Proposta de Samuel Moreira (PSDB) era transferir parte dos recursos do PIS/Pasep para o Regime Geral de Previdência

O relator da reforma da Previdência, deputado Samuel Moreira (PSDB), tirou totalmente do texto a transferência de recursos do PIS/Pasep para o Regime Geral da Previdência Social (RGPS). Com isso, esse dinheiro continuará sendo destinado ao BNDES (Banco Nacional de Desenvolvimento Econômico e Social). Moreira previa uma impacto fiscal de R$ 214 bilhões com a medida.

Leia também: Relator apresenta parecer final da reforma da Previdência; acompanhe ao vivo

O PIS/Pasep financia o Fundo de Amparo ao Trabalhador (FAT). Atualmente, a Constituição determina que pelo menos 40% dessas receitas devem ser destinadas ao BNDES para financiar os programas de desenvolvimento econômico. A versão original da proposta de reforma da Previdência do governo prevê que esse mínimo seja de 28%.

Na primeira versão do seu relatório, Moreira transferia todos os recursos para o RGPS. Agora, o percentual de 28% permanece no BNDES.
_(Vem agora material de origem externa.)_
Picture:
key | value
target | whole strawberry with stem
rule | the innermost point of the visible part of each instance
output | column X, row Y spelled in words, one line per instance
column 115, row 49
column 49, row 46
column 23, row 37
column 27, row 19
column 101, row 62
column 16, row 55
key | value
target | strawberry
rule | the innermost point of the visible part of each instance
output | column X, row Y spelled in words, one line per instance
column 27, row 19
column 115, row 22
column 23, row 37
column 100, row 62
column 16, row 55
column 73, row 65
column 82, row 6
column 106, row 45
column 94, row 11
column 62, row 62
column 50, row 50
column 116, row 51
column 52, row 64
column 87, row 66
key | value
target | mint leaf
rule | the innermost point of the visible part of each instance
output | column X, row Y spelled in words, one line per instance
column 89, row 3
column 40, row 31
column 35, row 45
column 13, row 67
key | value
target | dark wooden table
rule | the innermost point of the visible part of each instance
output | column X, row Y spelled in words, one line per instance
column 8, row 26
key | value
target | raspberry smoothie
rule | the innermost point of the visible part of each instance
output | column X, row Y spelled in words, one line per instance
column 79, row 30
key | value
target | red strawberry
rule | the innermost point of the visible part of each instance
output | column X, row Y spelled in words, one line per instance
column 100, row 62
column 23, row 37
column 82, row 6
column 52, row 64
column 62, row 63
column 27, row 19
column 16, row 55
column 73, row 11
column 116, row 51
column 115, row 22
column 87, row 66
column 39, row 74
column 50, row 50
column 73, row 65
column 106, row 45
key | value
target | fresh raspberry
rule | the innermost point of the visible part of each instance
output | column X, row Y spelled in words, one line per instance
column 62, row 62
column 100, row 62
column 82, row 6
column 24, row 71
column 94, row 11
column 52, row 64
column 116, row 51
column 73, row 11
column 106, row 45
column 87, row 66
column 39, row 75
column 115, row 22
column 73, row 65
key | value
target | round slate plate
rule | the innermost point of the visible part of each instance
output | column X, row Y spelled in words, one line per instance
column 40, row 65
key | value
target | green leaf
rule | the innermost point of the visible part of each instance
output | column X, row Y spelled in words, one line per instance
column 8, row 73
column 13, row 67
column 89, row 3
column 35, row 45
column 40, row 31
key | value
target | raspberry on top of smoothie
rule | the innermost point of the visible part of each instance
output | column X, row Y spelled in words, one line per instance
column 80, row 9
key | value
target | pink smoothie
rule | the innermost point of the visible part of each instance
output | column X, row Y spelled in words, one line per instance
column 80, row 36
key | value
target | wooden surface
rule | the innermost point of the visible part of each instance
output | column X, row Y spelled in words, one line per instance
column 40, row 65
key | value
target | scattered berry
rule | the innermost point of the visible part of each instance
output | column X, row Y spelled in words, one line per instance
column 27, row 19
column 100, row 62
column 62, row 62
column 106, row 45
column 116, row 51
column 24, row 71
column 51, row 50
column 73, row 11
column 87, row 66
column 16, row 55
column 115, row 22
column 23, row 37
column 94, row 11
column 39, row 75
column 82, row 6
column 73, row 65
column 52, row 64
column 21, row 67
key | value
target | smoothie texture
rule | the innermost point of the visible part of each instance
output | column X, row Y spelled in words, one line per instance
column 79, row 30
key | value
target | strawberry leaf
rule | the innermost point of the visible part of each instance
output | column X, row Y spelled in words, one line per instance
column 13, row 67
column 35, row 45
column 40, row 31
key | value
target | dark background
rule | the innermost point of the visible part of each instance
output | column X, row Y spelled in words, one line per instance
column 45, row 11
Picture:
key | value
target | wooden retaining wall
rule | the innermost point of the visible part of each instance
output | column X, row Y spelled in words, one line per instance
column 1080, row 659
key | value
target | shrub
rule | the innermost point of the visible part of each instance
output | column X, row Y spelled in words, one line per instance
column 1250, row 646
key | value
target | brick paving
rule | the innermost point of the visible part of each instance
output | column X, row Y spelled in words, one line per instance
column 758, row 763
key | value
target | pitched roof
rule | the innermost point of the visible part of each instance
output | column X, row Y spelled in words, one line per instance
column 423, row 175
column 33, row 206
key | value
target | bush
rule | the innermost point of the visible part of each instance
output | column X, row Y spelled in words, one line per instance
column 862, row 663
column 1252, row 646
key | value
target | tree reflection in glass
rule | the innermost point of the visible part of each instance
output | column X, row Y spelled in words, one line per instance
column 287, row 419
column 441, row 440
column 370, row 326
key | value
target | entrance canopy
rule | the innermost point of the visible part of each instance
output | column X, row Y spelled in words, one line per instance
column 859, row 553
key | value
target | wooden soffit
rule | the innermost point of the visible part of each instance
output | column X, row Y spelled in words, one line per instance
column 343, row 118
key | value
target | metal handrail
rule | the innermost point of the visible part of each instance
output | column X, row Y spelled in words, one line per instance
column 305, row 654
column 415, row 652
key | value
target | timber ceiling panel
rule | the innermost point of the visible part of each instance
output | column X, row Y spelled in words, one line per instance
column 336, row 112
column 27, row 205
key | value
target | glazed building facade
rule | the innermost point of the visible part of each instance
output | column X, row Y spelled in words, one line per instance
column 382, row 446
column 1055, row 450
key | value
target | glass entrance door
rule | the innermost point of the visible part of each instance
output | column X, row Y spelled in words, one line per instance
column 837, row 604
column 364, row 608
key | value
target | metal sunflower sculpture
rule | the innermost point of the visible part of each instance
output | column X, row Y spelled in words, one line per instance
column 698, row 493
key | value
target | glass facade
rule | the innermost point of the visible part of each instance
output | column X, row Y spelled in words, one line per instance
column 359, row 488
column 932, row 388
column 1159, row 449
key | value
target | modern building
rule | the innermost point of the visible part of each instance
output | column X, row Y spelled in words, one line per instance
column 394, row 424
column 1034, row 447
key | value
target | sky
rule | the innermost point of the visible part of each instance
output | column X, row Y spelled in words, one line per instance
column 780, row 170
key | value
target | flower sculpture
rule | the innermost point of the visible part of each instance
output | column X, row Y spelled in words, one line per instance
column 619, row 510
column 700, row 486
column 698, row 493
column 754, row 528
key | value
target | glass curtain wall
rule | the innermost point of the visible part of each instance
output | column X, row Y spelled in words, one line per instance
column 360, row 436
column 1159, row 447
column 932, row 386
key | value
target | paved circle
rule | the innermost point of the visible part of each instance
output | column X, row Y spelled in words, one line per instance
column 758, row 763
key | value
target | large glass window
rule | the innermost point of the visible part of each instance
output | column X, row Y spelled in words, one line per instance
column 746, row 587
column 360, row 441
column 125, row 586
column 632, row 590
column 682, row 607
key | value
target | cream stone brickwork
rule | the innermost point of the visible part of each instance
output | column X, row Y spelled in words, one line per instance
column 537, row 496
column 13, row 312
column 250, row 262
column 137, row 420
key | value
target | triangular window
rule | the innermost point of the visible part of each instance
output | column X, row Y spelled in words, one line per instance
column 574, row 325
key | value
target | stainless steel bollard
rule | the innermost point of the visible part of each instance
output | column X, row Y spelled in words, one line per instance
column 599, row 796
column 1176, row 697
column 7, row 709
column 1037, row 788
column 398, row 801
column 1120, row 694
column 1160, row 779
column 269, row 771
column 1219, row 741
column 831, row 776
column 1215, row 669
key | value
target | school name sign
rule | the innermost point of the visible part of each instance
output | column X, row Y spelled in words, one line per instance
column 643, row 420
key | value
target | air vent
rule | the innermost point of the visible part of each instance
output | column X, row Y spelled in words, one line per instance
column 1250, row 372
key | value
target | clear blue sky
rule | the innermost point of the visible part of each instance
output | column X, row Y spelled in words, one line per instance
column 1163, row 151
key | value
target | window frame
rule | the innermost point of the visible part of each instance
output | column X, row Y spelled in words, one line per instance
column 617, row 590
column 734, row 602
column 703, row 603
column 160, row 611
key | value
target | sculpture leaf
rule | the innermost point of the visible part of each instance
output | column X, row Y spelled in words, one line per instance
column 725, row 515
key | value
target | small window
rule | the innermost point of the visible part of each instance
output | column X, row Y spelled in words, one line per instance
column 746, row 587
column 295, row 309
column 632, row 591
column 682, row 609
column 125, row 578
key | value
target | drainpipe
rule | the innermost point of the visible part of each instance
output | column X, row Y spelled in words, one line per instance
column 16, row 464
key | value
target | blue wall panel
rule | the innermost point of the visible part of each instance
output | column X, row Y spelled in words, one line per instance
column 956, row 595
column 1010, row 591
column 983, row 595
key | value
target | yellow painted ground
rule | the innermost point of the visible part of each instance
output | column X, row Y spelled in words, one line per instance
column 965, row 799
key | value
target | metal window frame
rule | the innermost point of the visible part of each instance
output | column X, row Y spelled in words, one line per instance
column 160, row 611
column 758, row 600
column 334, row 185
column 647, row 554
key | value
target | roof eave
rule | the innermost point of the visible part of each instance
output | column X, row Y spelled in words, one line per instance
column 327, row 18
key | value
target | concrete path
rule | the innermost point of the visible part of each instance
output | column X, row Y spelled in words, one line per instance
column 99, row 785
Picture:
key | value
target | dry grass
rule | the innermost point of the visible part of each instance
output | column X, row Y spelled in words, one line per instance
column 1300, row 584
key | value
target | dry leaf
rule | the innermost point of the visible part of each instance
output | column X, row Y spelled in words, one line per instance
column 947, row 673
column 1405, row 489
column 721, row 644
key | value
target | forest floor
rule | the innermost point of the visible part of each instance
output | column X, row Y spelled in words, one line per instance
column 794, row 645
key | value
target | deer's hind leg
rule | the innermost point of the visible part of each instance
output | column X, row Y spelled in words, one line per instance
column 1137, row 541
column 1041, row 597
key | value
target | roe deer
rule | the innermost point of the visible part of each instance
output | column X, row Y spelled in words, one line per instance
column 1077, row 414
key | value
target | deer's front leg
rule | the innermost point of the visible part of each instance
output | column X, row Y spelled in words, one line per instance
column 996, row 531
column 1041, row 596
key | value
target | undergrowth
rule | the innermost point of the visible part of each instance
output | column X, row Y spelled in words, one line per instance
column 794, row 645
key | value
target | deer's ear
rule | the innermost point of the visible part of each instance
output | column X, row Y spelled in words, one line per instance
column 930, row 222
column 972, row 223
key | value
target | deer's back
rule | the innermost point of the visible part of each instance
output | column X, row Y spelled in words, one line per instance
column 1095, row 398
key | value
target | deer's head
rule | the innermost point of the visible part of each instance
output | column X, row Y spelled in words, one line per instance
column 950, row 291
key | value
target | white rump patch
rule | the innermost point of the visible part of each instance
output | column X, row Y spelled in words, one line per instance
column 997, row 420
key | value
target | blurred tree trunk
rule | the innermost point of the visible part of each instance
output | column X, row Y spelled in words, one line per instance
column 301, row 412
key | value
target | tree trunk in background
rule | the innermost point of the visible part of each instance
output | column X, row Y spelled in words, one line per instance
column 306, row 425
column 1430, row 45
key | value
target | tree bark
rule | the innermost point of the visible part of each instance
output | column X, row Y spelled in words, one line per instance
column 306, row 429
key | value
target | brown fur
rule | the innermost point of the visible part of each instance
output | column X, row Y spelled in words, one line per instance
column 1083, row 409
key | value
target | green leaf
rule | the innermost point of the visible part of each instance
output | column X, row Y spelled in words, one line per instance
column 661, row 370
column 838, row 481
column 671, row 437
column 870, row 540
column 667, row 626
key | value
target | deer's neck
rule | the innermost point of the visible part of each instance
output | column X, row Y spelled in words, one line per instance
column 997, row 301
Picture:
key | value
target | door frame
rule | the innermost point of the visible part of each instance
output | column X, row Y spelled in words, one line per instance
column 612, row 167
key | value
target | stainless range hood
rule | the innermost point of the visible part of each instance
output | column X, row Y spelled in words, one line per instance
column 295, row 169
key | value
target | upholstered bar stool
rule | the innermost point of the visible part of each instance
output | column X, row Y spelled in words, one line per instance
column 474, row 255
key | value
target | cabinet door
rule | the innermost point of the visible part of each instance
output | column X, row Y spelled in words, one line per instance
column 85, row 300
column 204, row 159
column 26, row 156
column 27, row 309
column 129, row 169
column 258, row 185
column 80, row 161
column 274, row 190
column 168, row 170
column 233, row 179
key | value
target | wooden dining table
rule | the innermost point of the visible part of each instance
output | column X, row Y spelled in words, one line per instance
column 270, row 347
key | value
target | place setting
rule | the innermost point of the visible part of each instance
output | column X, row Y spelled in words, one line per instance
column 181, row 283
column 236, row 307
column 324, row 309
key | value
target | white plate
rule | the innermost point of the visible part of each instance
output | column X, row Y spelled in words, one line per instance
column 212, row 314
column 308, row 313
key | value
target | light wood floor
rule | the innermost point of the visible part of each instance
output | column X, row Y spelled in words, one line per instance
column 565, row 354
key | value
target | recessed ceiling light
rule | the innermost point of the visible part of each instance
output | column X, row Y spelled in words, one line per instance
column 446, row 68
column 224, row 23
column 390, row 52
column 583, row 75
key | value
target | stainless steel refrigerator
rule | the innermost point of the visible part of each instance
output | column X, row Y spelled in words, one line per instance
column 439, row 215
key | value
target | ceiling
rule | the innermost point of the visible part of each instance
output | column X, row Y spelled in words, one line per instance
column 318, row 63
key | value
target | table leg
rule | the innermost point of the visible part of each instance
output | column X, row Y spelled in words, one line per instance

“No que diz respeito aos recursos do PIS/Pasep, recuperamos o texto original da PEC [Proposta de Emenda à Constituição] para prever a transferência de 28% de sua arrecadação ao BNDES. Acrescentamos dispositivo para garantir que os programas de desenvolvimento financiados por tais verbas sejam devidamente divulgados ao público”, diz o texto do relator.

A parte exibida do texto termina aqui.